IF I could have forced myself to speak to anyone . . . which I couldn’t.
Although I threw back a few pints of liquid courage, my mouth managed to seal itself shut. The room filled with flourishing, successful authors remained entirely un-networked. By me, anyway.
So, now that I’m safely back behind my computer screen, I am going to do what every other writerly introvert does and follow those guild writers’ tweets, blogs, and stalk them on Goodreads. Boom. So there, sealed mouth.
The contest rules stipulated that the short story could be no longer than 2500 words. It had to feature a dog barking in the distance, a door that wouldn’t close, and a pair of shoes dangling on a power line. While my story didn’t win, it still took me a while to write. I don’t want to waste it. So here, with no further ado: my contest entry for the PEI Writers’ Guild Battle Tales.
It was hard to spot at first.
I closed my mouth against the sand whipping at my face and squinted at the horizon. There was a boat at the end of the world, its mast leaning heavily to the side in the wind. A ghost ship, probably. Nestled deep in the Gulf of St. Laurence, it’d been years since our island had seen one. Years since we made any contact at all with the world outside our shores.

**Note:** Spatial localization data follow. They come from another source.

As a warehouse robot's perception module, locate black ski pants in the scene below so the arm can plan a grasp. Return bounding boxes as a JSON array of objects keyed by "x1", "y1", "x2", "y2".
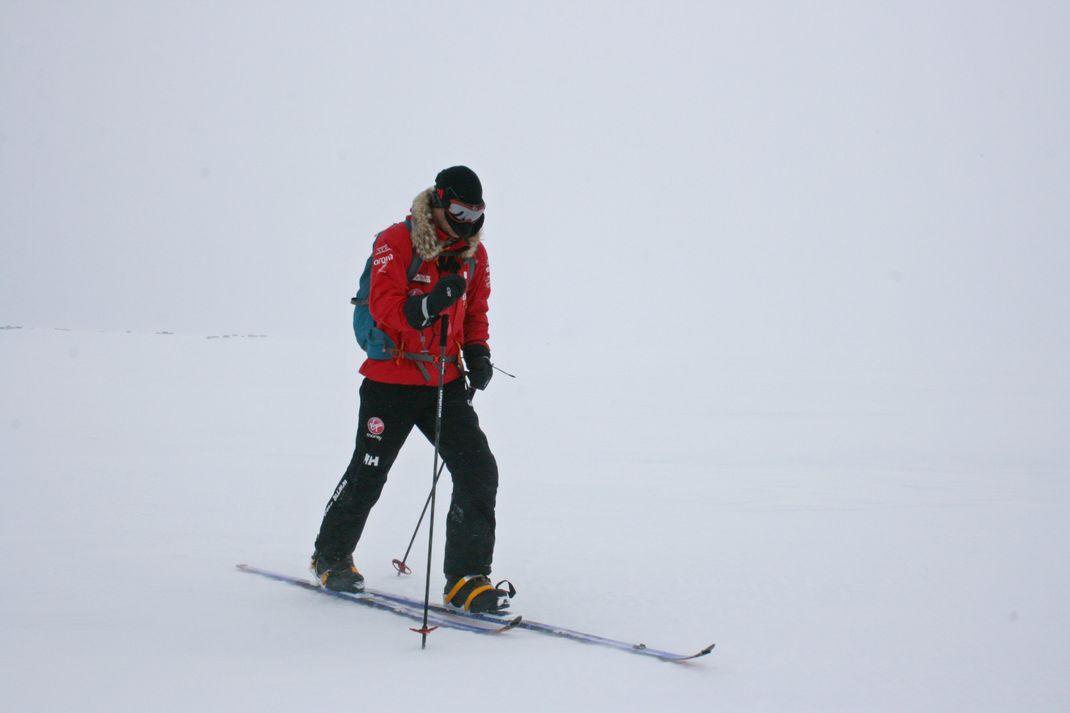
[{"x1": 316, "y1": 379, "x2": 498, "y2": 576}]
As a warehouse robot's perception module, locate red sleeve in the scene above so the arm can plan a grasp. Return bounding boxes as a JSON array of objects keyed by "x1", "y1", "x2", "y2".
[
  {"x1": 464, "y1": 243, "x2": 490, "y2": 349},
  {"x1": 368, "y1": 224, "x2": 412, "y2": 333}
]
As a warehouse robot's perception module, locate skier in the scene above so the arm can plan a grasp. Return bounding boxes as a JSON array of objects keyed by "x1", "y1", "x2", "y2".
[{"x1": 311, "y1": 166, "x2": 507, "y2": 611}]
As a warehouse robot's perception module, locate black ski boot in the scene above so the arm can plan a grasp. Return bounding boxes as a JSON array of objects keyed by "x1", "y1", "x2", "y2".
[
  {"x1": 311, "y1": 552, "x2": 364, "y2": 592},
  {"x1": 442, "y1": 575, "x2": 517, "y2": 613}
]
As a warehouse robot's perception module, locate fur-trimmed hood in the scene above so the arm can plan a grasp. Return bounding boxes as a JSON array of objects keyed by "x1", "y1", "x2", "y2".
[{"x1": 412, "y1": 186, "x2": 483, "y2": 261}]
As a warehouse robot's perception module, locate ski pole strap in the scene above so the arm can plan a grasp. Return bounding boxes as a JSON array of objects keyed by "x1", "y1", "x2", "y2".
[{"x1": 394, "y1": 351, "x2": 457, "y2": 381}]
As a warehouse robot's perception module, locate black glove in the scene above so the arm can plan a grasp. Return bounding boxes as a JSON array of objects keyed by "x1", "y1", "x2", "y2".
[
  {"x1": 404, "y1": 275, "x2": 465, "y2": 330},
  {"x1": 464, "y1": 344, "x2": 494, "y2": 391}
]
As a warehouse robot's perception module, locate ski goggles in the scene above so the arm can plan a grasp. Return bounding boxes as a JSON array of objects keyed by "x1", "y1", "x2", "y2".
[
  {"x1": 446, "y1": 199, "x2": 487, "y2": 223},
  {"x1": 434, "y1": 188, "x2": 487, "y2": 223}
]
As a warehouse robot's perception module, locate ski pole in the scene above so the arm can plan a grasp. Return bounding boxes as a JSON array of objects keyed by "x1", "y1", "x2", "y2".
[
  {"x1": 393, "y1": 464, "x2": 446, "y2": 577},
  {"x1": 419, "y1": 315, "x2": 449, "y2": 649}
]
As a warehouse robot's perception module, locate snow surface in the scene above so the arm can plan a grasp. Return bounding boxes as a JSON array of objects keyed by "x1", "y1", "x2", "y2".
[{"x1": 0, "y1": 2, "x2": 1070, "y2": 713}]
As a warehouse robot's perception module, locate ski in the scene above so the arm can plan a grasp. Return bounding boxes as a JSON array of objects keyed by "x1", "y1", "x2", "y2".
[
  {"x1": 236, "y1": 564, "x2": 521, "y2": 634},
  {"x1": 367, "y1": 590, "x2": 716, "y2": 663}
]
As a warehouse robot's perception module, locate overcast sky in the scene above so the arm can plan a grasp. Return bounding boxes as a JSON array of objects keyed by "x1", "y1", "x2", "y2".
[{"x1": 0, "y1": 0, "x2": 1070, "y2": 383}]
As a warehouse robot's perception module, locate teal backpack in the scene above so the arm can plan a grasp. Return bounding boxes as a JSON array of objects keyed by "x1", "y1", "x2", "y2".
[{"x1": 349, "y1": 224, "x2": 475, "y2": 361}]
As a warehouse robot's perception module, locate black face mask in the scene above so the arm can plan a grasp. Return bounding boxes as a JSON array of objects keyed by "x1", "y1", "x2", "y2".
[{"x1": 446, "y1": 213, "x2": 487, "y2": 240}]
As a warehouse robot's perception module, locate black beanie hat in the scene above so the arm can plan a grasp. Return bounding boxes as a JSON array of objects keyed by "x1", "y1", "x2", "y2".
[{"x1": 434, "y1": 166, "x2": 483, "y2": 206}]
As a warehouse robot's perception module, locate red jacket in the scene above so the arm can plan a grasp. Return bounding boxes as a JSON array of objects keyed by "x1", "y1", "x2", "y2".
[{"x1": 361, "y1": 194, "x2": 490, "y2": 386}]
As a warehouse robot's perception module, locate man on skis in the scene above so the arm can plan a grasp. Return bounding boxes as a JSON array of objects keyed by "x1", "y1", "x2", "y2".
[{"x1": 311, "y1": 166, "x2": 507, "y2": 611}]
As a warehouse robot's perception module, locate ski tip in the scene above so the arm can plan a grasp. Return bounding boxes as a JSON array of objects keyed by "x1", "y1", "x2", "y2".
[{"x1": 677, "y1": 643, "x2": 717, "y2": 661}]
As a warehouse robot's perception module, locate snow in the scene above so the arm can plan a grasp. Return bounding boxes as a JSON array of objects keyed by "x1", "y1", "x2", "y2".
[{"x1": 0, "y1": 2, "x2": 1070, "y2": 713}]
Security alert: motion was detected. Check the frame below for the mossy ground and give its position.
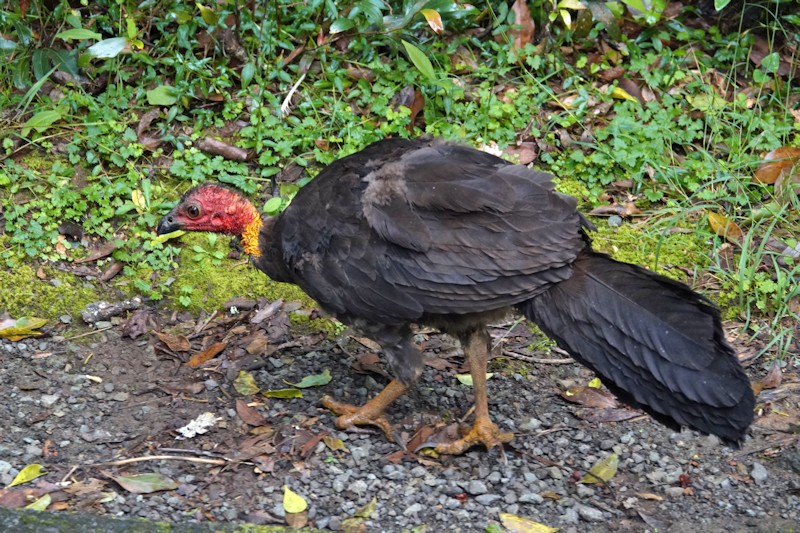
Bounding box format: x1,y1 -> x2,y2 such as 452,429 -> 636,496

I shimmied off my kitbag to retrieve the radio. Stealing another glance at the vessel through my binoculars, I pushed the button. “Checking in from the Second Station, North Shore.”
The reply from Central was quick. “Go ahead, Jackson.”
“There’s a boat up here.” I transferred my weight from one sore foot to the other. My replacement had been called to a riot, lengthening my shift to twice as long as usual. “Looks like she’s gonna hit the shore.”
“Anyone on board?” The question was standard procedure.
The battered deck was easily visible through the binoculars now: empty, except for a few broken planks of wood and a fallen sail, whipping ruthlessly in the wind. “Doesn’t look like it.”
A surge of static followed. “All right. The sea’s too choppy to deal with it now. Make sure no one goes near it till the demolition boys arrive.”
Sitting next to the kitbag, I wiped the sand from my eyes with the heel of my hand. It meant I’d be stuck on duty a few more hours, at least. Wrapping a blanket from my bag around my shoulders, I examined the remnants of my lunch. I’d eaten most of my rations already, except a small chunk of dried ham I’d saved for the walk home. Holding the meat in my hand, I debated whether or not to finish it. There was never enough to eat anymore. My stomach let out an argumentative growl as shoved it back in my pocket.I could handle the hunger better than some. It made some people angry. Bitter.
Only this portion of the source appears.